Eh klar
Politiker-Rücktritt oder das 0:5 gegen den FC Kümmerling, egal: Das hat, sagt er, eh schon jeder kommen sehen. Mit einem mitleidigen Unterton sagt er das, einer wegwerfenden Gebärde, so ganz nebenbei. Die eigentliche Aussageabsicht freilich ist keineswegs nebensächlich: Mir war das seit je her sonnenklar, lautet sie, nur du Pfeife hattest wieder einmal keine Ahnung.
Ach die Welt steckt voller „Eh-schon-Wisser“. Überlegen stolzieren sie durch ihre Alltage und spülen das Heer der Ahnungslosen wie eine Bugwelle an den Straßenrand, weil sie eben nichts mehr beeindrucken kann. Selbst den atemberaubenden Vortrag eines Nobelpreisträgers würden sie nach kurzem Überlegen mit „eigentlich nix Neues …“ quittieren. Der Rest ist eine anderthalbfache Drehung um die eigene Achse (zwecks Bewunderung). Und weiter geht‘s. Zu neuen Ufern …

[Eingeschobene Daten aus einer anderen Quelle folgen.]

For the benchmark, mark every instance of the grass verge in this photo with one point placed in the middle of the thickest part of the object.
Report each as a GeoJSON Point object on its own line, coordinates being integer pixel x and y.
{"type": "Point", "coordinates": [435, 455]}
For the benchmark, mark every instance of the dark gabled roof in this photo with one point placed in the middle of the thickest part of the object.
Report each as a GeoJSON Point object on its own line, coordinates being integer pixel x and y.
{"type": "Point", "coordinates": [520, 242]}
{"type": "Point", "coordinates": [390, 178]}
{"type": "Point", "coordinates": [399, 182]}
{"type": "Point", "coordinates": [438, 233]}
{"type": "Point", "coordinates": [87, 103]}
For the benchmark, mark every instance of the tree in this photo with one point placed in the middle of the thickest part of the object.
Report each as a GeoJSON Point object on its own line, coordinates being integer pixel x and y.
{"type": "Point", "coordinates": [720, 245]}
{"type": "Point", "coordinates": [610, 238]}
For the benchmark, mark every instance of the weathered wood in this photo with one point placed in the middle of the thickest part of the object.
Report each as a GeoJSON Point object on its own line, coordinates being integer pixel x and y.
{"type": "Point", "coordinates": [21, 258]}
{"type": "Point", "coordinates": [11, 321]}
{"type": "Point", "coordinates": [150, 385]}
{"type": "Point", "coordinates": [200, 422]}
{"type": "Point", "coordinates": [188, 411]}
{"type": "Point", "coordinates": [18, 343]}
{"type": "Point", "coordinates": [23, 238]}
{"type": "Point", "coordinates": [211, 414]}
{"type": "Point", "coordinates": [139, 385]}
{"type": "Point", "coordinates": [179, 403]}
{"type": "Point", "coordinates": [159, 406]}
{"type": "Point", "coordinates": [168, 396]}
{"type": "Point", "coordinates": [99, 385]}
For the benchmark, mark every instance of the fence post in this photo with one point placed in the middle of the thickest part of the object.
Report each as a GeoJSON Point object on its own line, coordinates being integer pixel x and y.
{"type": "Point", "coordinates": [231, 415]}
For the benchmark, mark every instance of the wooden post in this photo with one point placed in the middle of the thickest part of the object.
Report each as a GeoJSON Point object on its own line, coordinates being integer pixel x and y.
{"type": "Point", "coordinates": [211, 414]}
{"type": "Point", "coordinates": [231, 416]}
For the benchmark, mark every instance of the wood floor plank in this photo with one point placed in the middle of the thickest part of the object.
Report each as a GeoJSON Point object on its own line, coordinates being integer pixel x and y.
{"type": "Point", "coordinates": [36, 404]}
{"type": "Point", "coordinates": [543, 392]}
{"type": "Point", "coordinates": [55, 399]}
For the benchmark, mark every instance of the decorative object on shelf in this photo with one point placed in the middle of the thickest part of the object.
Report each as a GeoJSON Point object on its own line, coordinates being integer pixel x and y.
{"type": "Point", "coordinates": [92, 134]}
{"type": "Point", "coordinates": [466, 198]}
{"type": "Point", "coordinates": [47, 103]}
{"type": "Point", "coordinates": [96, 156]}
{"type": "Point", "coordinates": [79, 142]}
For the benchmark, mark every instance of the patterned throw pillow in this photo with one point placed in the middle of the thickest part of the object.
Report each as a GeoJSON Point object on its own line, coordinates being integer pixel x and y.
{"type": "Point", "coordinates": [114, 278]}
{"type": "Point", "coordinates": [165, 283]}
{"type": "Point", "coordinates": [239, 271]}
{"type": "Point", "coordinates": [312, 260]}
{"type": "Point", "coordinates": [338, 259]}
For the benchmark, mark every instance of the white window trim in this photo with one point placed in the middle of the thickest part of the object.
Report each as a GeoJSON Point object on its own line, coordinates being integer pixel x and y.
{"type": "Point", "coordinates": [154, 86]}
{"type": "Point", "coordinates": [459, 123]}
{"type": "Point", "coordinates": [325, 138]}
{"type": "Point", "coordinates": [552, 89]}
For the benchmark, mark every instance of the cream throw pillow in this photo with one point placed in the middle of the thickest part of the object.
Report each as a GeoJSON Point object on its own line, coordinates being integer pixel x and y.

Aber die gibt‘s ja in diesem Weltbild gar nicht. Nichts Neues, keine Überraschung, niemals. Die plötzliche Freude einer unerwarteten Umarmung? „Typisches vegetatives Körpersignal.“ Das satte Grün im sanft-hügeligen Bregenzerwald? „Mit der Photosynthese seit Schulzeiten vertraut.“ Eben Schnee von gestern. Es war eh alles immer schon klar. So ein Leben muss furchtbar fad sein.